Author Q & A with Jack Phillips
February 23, 2022

This week we are bringing you an interview with poet and Naturalist Jack Phillips. Jack lives in the Missouri River watershed of eastern Nebraska and is the founder of The Naturalist School, a nonprofit organization devoted to poetic wildness and the consilience of creativity and ecology. His poem “Felis Ellipses” appeared in our latest issue.
We asked Jack to tell us some unique or surprising detail about the origin, drafting, and/or final version of his poem. His response was just about as poetic as his poem!
“Friends, poetry is a path, a lens, a raw impulse, and a for me — and for all who seek it — a way to connect with the wildly creative pulse and tissue of the cosmos.
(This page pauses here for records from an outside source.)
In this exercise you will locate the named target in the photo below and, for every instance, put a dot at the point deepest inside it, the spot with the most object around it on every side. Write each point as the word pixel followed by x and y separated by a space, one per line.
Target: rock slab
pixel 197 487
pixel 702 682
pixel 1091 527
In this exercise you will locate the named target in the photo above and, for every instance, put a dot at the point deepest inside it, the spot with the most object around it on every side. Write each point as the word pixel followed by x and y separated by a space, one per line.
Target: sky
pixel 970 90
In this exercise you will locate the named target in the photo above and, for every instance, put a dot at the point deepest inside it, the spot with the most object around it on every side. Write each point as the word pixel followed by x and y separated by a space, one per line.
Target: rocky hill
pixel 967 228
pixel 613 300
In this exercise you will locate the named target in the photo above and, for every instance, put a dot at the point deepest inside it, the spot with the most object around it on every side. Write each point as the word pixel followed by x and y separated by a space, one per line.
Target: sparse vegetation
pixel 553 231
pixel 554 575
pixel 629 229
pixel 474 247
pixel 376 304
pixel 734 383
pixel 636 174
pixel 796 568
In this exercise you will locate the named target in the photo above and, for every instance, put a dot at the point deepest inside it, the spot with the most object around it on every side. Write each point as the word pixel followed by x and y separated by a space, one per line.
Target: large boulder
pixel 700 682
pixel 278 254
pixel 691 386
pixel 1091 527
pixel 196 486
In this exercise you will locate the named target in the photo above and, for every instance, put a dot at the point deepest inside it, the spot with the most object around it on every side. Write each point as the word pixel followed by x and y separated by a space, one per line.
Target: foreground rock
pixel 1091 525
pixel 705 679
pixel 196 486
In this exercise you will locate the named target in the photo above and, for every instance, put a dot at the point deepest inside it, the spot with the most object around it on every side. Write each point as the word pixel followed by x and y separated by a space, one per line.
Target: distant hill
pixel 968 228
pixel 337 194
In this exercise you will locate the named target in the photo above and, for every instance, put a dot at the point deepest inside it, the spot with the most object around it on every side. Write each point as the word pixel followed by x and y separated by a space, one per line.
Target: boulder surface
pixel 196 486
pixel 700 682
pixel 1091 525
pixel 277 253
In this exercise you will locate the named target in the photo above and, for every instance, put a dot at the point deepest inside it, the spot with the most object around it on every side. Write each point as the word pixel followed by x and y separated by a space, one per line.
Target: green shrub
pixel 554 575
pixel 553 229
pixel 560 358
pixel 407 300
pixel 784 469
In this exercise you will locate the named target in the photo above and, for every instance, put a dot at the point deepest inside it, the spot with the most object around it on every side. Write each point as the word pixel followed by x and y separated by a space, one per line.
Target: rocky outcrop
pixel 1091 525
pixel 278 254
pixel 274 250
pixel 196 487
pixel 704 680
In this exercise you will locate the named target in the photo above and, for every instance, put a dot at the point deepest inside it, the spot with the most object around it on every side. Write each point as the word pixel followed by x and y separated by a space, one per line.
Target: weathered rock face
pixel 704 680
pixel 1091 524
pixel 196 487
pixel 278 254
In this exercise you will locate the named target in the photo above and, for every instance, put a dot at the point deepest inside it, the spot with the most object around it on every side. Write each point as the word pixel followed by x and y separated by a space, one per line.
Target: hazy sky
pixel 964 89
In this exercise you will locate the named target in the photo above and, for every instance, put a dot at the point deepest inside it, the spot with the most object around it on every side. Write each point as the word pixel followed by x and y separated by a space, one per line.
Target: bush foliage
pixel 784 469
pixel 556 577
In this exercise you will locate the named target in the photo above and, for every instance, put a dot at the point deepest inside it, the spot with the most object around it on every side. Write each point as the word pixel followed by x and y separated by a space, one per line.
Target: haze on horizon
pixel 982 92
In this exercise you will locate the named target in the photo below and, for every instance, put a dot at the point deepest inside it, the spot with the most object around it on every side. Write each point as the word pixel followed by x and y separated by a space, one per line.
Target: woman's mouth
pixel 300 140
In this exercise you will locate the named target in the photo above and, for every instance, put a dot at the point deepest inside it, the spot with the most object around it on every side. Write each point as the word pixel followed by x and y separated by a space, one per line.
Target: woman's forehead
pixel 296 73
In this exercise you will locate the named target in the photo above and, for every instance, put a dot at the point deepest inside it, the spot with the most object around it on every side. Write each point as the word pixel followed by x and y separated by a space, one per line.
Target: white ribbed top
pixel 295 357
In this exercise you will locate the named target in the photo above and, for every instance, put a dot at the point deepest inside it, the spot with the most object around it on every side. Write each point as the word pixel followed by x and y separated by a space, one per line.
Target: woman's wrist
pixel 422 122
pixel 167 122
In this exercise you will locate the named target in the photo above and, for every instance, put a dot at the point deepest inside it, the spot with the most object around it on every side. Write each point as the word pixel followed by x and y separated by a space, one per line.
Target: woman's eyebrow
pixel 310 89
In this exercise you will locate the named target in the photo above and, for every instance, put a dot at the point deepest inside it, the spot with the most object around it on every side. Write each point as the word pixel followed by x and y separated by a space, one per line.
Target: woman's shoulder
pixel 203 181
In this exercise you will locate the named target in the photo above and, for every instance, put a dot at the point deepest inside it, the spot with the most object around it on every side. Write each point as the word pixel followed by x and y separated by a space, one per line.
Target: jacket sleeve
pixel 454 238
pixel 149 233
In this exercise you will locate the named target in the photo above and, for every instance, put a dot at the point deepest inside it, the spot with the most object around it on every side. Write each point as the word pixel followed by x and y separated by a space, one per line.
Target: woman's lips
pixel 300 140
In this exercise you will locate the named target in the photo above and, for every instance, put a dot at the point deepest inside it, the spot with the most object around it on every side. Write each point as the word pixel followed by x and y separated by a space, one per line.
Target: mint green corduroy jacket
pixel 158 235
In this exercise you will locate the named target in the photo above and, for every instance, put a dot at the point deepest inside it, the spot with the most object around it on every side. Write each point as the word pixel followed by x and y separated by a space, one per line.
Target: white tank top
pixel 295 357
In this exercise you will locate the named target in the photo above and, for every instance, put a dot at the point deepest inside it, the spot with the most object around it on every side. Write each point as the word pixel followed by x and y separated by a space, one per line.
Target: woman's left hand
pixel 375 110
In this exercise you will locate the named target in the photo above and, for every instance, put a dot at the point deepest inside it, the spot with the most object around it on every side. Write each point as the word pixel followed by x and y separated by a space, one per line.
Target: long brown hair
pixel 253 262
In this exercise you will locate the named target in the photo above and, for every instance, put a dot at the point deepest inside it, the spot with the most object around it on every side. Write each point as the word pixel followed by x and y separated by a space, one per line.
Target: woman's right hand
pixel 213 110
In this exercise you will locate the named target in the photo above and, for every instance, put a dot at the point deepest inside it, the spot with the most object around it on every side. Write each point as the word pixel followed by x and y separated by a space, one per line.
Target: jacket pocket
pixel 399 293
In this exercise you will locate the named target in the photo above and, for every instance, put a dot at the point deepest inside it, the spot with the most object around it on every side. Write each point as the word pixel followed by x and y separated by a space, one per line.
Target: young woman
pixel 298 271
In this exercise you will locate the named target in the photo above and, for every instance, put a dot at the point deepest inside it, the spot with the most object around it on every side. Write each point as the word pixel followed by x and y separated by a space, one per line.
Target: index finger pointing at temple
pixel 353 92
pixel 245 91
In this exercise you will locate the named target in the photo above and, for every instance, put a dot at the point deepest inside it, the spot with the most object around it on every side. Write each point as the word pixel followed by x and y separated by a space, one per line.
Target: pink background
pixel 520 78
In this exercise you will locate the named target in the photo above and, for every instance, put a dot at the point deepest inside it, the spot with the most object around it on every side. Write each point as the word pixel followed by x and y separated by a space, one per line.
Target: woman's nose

The sticky-slip of a tadpole on your skin or the baby-rattle wings of a dragonfly tug at the soul draws us deeply into the planetary body we share. Right here and now. On this day my friends and I slunk a frozen creek right through urban Lincoln and soon realized that we were so close to a bobcat in heat we could smell her. As I read her spoor-poem, her little press and step presently melting the snow, I composed a bit of ephemera of my own.”
We then asked Jack if he has any upcoming projects he’d like to share or promote.
“Yes! Frequently on Sunday mornings, we gather in a native place to saunter, write, make ephemeral art, listen to wild silences. No experience required — only feral desires and good boots. See thenaturalistschool.org.”
Many of Jack’s poems ooze the “Good Life” vibe, so we were especially interested in what he thinks about when he hears the phrase “The Good Life.”
“I have left Nebraska several times, thinking that I would remain in Alaska or Egypt or the Levant, but this is home. Of course, few of us are truly native here. My childhood sloughs and wooded creeks, sandy meanders, pop-up meadows have vanished; the wild Nebraska of my youth has largely disappeared. But a ghost wilderness survives, and it is good. Can you feel it?”
Yes, Jack, we can!
Jack is the author of The Bur Oak Manifesto: Seeking Nature and Planting Trees in the Great Plains and co-editor of Natural Treasures of the Great Plains: an Ecological Perspective (with Paul Johnsgard and Tom Lynch). His poetry has appeared in Wild Roof, Flora Fiction, EcoTheo, The Closed Eye Open, Canary: a Literary Journal of the Environmental Crisis, and THE POET.
Thanks, Jack, for being a part of our winter issue and for participating in this Q & A.